One of the prominent features of angiogenesis is the infiltration of monocytes in growing collateral vessels where monocytes are found to be prominent source of VEGF. The result of our present study was similar where the level of VEGF expression in the diseased sites of diabetic patients was high (grade IV) when compared to healthy sites of the same patients, but when compared to the diseased sites of non diabetic patients with chronic periodontitis patients the level of VEGF expression was till found to be higher (gradeIV) [7].
In our present study there was a high degree of positive staining of monocytes with an increase in the mean number of cells(50-60%) when compared to endothelial cells (22-33%) and was found to be statistically significant with p-value>0.001 which was in accordance to the study by Fisan et al., [8].

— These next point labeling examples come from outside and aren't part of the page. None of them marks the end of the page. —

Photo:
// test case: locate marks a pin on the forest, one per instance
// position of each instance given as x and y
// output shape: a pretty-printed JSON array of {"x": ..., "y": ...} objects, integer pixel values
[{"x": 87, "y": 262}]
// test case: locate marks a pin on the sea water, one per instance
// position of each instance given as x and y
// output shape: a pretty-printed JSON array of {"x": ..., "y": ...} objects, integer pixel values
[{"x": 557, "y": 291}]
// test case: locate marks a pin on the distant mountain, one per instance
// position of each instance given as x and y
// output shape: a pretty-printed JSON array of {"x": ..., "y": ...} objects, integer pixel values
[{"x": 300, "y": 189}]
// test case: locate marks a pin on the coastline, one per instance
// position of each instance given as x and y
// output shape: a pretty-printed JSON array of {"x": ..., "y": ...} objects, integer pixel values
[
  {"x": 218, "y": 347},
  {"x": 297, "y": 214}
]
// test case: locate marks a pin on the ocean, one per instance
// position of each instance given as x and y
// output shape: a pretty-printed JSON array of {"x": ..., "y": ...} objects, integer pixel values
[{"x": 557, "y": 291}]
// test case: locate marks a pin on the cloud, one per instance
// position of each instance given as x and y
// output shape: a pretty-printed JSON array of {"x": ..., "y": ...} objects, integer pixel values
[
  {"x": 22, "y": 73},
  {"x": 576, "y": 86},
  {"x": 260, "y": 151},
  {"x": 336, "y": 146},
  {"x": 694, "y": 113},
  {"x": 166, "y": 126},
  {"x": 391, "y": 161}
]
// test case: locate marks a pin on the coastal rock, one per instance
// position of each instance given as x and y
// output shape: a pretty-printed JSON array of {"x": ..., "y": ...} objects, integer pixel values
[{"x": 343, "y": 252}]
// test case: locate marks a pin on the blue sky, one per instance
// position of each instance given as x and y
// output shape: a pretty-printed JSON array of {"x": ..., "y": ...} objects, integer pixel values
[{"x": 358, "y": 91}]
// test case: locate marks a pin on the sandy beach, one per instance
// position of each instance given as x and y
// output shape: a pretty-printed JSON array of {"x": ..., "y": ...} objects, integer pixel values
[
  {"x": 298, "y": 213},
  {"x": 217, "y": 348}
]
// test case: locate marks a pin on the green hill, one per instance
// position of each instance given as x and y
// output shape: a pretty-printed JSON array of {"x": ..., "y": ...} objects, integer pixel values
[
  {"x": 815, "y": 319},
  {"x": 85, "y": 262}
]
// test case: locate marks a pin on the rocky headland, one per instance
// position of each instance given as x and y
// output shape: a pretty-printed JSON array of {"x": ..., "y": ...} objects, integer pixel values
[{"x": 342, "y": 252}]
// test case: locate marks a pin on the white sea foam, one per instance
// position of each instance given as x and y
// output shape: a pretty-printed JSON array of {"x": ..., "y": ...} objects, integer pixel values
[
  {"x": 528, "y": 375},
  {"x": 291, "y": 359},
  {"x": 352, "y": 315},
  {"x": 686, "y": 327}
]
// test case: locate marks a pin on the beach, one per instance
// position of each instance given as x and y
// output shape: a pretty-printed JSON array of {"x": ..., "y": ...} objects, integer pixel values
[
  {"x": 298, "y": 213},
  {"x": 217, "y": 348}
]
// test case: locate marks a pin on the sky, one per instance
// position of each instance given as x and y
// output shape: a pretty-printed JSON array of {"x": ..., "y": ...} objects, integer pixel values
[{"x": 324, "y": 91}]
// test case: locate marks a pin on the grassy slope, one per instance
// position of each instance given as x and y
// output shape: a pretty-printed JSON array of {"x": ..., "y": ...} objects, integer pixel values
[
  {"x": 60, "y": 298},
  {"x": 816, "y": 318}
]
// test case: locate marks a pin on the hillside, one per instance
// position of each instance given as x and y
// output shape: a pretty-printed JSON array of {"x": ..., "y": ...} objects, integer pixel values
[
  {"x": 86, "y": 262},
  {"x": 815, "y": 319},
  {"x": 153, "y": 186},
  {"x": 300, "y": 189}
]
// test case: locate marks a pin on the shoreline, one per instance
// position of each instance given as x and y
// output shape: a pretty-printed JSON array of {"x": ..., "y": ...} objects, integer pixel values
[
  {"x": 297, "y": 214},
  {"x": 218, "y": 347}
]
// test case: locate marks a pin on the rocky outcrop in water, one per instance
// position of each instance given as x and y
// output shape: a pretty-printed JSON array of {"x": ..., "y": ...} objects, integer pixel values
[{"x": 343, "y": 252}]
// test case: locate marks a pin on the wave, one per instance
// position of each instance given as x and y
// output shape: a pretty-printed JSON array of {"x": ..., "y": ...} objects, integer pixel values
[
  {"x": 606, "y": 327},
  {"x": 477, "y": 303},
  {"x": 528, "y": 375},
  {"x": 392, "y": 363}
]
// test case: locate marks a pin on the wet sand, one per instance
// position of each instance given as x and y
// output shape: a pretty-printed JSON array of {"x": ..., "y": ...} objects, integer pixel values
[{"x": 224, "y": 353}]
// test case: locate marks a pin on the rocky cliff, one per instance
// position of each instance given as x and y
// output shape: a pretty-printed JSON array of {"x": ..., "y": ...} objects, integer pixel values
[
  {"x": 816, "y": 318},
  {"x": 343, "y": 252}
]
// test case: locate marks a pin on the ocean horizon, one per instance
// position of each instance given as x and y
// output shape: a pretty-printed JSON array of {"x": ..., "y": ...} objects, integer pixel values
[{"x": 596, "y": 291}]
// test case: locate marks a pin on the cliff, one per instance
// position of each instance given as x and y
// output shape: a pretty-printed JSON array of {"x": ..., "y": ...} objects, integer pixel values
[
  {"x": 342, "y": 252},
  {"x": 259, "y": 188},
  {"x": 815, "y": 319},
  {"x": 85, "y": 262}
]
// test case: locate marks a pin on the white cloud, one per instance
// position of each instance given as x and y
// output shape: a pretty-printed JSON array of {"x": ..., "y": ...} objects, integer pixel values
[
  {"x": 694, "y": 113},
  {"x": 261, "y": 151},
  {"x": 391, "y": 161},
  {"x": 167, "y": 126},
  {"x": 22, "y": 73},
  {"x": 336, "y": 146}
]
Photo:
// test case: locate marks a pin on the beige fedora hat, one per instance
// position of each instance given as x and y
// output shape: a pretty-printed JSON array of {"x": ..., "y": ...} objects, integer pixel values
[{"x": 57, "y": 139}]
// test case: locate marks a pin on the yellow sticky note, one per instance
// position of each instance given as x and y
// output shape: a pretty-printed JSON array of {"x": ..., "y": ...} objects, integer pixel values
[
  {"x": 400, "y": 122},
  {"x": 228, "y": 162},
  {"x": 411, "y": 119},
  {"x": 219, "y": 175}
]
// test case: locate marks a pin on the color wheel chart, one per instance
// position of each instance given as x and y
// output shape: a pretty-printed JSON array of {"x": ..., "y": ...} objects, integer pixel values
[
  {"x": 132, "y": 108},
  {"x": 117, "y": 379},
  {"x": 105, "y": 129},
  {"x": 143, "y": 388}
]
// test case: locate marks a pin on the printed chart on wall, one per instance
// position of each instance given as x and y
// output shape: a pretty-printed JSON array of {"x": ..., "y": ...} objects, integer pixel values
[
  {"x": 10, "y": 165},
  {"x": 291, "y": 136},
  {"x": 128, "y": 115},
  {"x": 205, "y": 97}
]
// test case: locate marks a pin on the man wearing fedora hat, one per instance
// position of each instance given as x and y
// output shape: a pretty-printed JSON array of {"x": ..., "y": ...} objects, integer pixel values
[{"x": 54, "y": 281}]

Walten berger et al., [9] in his study has isolated peripheral blood monocytes from both diabetic and non-diabetic individuals of similar age. The migratory response of monocytes was impaired towards a gradient of VEGF in diabetic individuals. Whereas, in our study it was assessed that the monocytes staining was significantly high in periodontal tissues of the diseased sites in diabetic patients with chronic periodontitis.
The presence of significant differences between VEGF values of healthy gingival tissues from diabetic patients and those of healthy gingival tissues of periodontal patients may indicate the possible effect of systemic conditions on the level of VEGF [9]. In our present study it was observed that the mean number of negative cells that had not expressed the VEGF was higher in healthy sites of diabetic patients with chronic periodontitis (53.5), than non diabetic patients
Lie et al., [10] has made a study to determine the association of chronic periodontitis and circulating endothelial progenitor cells (EPC). The results revealed that patients with moderate to severe periodontitis exhibited increase in endothelial progenitor cell count.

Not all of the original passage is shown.